# Print the average values of the variables in the dataset
print(data.mean())
# Print the standard deviation of the variables in the dataset
print(data.std())
# Get the key statistics of the dataset
print(data.describe())
import pandas as pd
data = pd.read_csv("data/chapter_3/rfm_datamart.csv")
print(data.mean())
print(data.std())
print(data.describe())
Obviously, here Python methods do each variables in the dataset.
Next we will detect the skewness for this dataset.
import seaborn as sns
import matplotlib.pyplot as plt
plt.subplot(3,1,1);sns.distplot(data['Recency'])
plt.subplot(3,1,2);sns.distplot(data['Frequency'])
plt.subplot(3,1,3);sns.distplot(data['MonetaryValue'])
plt.show()
Obviously, there are right skewness for all variables. It is usual in the Fin-Tech database.
import numpy as np
data_log = np.log(data)
plt.subplot(3,1,1);sns.distplot(data_log['Recency'])
plt.subplot(3,1,2);sns.distplot(data_log['Frequency'])
plt.subplot(3,1,3);sns.distplot(data_log['MonetaryValue'])
plt.show()
It works better, but there are some weakness.
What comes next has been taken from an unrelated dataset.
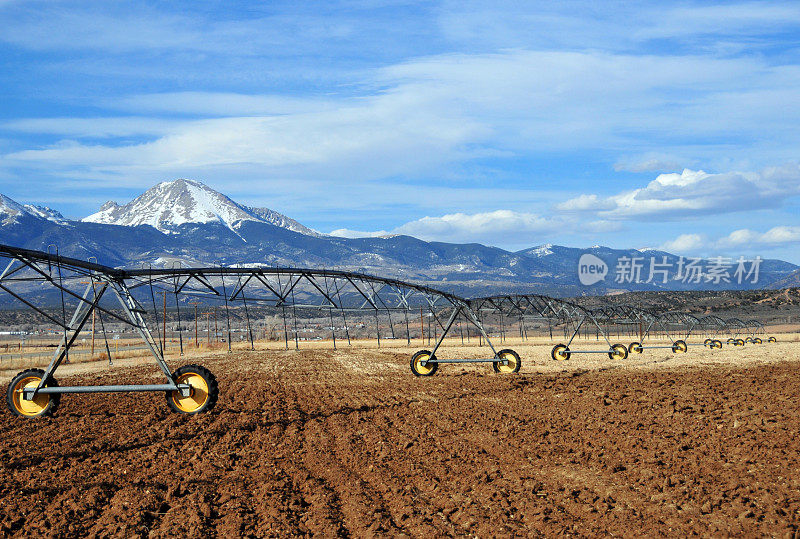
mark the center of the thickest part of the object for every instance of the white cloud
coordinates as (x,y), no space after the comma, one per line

Let's normalize it.
data_normalized = (data_log - data_log.mean()) / data_log.std()
data_normalized.describe().round(2)
describe()
is a good indicator to detect mean, std and skewness(25,75%)
Or, we can do it in a much quicker way.
conda install scikit-learn
from sklearn.preprocessing import StandardScaler
scaler = StandardScaler()
data_normalized = scaler.fit_transform(data_log)
data_normalized = pd.DataFrame(data_normalized, index=data.index, columns=data.columns)
data_normalized.describe().round(2)
plt.subplot(3,1,1);sns.distplot(data_normalized['Recency'])
plt.subplot(3,1,2);sns.distplot(data_normalized['Frequency'])
plt.subplot(3,1,3);sns.distplot(data_normalized['MonetaryValue'])
plt.show()
Here, there are some skewness (positive and negative) in this dataset.